For the most part, a trip from Israel Celebration Tours covers your transportation, most meals, the tour guide, and hotels. When you are shopping for any incidentals or for mementos, most shops accept Visa and Mastercard credit cards. Discover cards are not accepted. American Express cards can be used, but additional fees will be charged if you use them. If you choose to leave a cash tip at a restaurant (rather than putting it on your credit card), dollars can be used, but coins can not. On the other hand, you may decide you’d like to get some Israeli currency for those times when you want to grab a quick drink or a delicious falafel from a street vendor.
How Much is a Shekel Worth in Dollars?
Without getting into the complexity of how the value of a currency fluctuates, let us simply say that Israel’s currency is quite stable. For the last several years, a shekel has been worth approximately 25 cents, in other words, you’ll get 3.5 to 4 shekels to the dollar.
We encourage you to visit these web sites to review how the dollar and the shekel are currently compared:
Where to Get Shekels?
After arriving, but before you leave Ben Gurion Airport, you can stop by exchange counters to convert some of you dollars to shekels, but don’t convert too much! You get a poor rate of exchange at the airport exchange shops. It is much better to go to an ATM machine, found at most hotels, which will give standard rates.
Your credit cards can be used to get Israeli money from any ATM debit machines specifically marked to accept them. These machines usually have decals for Visa, MasterCard, or international flags on them. You’ll find these ATMs in almost every hotel and in heavily touristed areas. If you are going off the beaten path, stock up on shekels in your hotel while you can.
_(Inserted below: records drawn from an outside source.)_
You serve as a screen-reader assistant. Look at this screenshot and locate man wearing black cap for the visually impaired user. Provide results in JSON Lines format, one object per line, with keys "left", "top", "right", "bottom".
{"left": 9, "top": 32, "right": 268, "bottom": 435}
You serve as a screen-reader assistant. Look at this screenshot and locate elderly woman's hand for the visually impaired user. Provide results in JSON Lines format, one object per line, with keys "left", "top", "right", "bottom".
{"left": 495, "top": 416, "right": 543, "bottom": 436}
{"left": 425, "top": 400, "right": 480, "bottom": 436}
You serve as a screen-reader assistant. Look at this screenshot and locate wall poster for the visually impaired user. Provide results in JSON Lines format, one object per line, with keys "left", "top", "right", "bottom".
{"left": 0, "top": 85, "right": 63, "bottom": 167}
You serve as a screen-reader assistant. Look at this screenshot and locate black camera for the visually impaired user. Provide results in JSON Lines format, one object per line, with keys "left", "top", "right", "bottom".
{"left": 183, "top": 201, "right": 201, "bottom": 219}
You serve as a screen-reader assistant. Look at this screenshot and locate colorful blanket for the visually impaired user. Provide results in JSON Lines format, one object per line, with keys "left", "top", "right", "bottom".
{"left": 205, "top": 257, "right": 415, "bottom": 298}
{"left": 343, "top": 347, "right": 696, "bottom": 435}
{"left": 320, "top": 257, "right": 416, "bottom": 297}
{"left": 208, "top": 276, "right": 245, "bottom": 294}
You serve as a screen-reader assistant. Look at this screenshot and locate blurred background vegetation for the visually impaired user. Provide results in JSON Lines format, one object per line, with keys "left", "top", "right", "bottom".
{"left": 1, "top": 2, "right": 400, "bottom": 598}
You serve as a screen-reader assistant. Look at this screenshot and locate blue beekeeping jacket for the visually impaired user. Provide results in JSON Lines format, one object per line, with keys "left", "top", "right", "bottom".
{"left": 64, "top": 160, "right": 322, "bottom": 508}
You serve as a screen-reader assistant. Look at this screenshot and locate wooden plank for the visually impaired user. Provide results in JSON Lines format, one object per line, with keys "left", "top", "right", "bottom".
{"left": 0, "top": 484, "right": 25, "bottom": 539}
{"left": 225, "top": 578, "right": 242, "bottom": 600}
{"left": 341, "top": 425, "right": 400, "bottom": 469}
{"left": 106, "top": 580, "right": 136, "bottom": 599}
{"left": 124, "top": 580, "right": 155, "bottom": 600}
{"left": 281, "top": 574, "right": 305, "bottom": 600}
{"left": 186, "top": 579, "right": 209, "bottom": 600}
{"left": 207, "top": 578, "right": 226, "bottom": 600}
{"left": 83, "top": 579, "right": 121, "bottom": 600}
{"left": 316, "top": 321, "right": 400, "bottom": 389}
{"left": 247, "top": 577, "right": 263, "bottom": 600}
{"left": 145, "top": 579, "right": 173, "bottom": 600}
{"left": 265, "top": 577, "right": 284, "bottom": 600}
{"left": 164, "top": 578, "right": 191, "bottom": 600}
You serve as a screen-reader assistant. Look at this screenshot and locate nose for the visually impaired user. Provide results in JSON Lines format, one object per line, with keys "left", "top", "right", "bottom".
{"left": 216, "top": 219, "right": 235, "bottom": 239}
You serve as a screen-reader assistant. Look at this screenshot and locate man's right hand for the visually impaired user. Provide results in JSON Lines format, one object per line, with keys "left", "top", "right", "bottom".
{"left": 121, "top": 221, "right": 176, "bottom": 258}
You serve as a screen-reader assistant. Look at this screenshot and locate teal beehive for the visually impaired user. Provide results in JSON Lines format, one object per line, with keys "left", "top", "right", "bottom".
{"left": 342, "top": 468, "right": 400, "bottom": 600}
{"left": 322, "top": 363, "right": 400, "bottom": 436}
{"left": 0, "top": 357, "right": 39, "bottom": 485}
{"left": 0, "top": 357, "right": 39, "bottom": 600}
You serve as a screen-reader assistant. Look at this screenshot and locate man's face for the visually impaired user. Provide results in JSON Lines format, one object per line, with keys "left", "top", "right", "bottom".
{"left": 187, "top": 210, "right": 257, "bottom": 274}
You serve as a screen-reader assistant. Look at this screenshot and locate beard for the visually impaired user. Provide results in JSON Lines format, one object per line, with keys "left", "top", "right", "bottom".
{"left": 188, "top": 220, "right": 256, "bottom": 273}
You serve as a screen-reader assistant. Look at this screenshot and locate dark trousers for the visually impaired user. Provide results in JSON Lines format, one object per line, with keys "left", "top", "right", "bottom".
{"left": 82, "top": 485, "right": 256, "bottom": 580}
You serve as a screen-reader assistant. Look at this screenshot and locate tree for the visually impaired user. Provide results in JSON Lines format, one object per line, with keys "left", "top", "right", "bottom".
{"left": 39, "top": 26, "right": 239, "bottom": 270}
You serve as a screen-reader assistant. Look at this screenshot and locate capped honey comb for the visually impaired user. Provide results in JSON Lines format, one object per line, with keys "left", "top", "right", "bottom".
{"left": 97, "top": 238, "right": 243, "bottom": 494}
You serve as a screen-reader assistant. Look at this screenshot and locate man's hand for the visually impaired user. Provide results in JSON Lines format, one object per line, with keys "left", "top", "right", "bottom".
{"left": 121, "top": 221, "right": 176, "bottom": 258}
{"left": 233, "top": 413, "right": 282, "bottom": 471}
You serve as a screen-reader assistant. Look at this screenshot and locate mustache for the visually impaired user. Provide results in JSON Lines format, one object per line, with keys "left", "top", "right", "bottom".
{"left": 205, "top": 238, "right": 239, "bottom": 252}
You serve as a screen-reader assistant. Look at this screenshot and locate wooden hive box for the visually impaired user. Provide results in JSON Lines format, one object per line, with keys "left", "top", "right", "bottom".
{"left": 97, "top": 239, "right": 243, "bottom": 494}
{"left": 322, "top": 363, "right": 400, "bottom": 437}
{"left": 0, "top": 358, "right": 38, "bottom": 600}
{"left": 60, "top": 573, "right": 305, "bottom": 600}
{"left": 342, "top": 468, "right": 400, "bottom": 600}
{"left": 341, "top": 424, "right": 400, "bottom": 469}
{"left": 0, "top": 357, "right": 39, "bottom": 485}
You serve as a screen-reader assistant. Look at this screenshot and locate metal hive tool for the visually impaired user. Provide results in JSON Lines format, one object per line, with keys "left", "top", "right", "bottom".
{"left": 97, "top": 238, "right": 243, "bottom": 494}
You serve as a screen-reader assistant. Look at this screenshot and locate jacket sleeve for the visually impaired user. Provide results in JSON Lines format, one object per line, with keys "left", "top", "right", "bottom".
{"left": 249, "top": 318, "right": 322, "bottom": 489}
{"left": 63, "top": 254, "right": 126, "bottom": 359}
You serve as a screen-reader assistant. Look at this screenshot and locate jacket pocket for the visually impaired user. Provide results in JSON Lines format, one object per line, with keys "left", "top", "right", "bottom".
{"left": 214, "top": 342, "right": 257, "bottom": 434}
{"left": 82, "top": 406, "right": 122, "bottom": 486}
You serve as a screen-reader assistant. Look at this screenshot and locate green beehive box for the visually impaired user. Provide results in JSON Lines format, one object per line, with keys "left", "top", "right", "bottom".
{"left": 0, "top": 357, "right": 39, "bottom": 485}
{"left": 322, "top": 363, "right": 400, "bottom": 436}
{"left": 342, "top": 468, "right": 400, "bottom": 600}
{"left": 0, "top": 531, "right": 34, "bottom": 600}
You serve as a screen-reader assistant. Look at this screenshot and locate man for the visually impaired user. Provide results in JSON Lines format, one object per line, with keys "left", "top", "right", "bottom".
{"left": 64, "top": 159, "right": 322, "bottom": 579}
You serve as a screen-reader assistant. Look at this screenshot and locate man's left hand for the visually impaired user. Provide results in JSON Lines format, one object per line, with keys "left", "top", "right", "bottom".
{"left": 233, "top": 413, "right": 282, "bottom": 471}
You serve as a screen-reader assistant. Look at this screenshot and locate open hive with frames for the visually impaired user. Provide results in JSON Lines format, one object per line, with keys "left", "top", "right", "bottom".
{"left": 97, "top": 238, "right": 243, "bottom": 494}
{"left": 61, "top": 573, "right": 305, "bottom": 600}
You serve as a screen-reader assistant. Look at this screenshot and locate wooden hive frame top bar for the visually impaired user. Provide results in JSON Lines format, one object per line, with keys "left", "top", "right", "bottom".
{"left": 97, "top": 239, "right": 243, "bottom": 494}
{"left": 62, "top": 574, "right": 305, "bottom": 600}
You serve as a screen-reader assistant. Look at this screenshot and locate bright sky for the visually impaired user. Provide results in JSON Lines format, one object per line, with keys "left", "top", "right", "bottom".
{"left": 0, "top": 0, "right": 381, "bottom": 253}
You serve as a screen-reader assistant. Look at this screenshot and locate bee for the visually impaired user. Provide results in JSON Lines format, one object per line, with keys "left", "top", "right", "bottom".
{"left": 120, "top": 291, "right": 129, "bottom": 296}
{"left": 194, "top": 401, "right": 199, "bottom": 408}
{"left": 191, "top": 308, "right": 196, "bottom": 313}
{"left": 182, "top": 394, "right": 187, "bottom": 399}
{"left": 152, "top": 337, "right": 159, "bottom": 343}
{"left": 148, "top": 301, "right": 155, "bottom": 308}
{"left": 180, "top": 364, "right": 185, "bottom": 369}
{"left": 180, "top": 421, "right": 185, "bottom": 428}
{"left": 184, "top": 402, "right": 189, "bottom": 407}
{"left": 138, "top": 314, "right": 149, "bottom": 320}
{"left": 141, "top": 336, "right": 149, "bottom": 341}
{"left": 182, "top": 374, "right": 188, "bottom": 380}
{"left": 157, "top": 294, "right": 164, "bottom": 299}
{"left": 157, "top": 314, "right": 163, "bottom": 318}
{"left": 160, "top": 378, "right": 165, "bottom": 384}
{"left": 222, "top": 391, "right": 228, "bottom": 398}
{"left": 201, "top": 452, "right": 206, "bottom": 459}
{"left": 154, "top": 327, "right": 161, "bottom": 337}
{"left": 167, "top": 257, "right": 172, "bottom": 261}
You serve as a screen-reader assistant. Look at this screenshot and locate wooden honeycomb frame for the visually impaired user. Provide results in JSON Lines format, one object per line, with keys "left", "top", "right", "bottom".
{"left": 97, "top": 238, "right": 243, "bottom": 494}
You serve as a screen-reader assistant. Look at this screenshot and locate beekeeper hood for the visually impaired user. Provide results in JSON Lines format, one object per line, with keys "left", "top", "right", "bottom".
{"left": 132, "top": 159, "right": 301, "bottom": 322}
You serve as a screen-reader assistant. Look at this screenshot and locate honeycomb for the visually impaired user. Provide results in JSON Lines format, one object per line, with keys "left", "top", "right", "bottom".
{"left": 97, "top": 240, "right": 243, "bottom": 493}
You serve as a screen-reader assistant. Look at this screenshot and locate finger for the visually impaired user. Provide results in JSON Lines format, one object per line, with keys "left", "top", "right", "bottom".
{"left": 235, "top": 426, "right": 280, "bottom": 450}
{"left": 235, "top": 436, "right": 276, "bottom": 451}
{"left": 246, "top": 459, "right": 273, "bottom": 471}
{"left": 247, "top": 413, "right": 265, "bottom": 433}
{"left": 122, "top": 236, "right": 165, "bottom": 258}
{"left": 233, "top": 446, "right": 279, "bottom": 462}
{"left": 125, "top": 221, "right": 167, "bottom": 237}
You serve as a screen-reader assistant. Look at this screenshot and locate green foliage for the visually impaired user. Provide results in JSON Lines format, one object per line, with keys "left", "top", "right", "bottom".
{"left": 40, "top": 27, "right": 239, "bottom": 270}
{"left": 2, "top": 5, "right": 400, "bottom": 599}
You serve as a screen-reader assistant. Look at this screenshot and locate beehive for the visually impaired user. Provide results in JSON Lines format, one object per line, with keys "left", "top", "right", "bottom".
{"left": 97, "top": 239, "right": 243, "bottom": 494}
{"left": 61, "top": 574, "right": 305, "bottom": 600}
Keep in mind that credit card companies protect themselves from theft by limiting maximum withdrawals outside their home country, so call your credit card company before you leave home. Check with your bank as to whether your card will function in Israel. Be sure you know your personal identification number (PIN) and daily withdrawal limit before you depart home.
Remember that ATMs will not be restocked during Shabbat, and there’s usually a run on ATMs on Friday, so stock up before the Israeli weekend or holidays.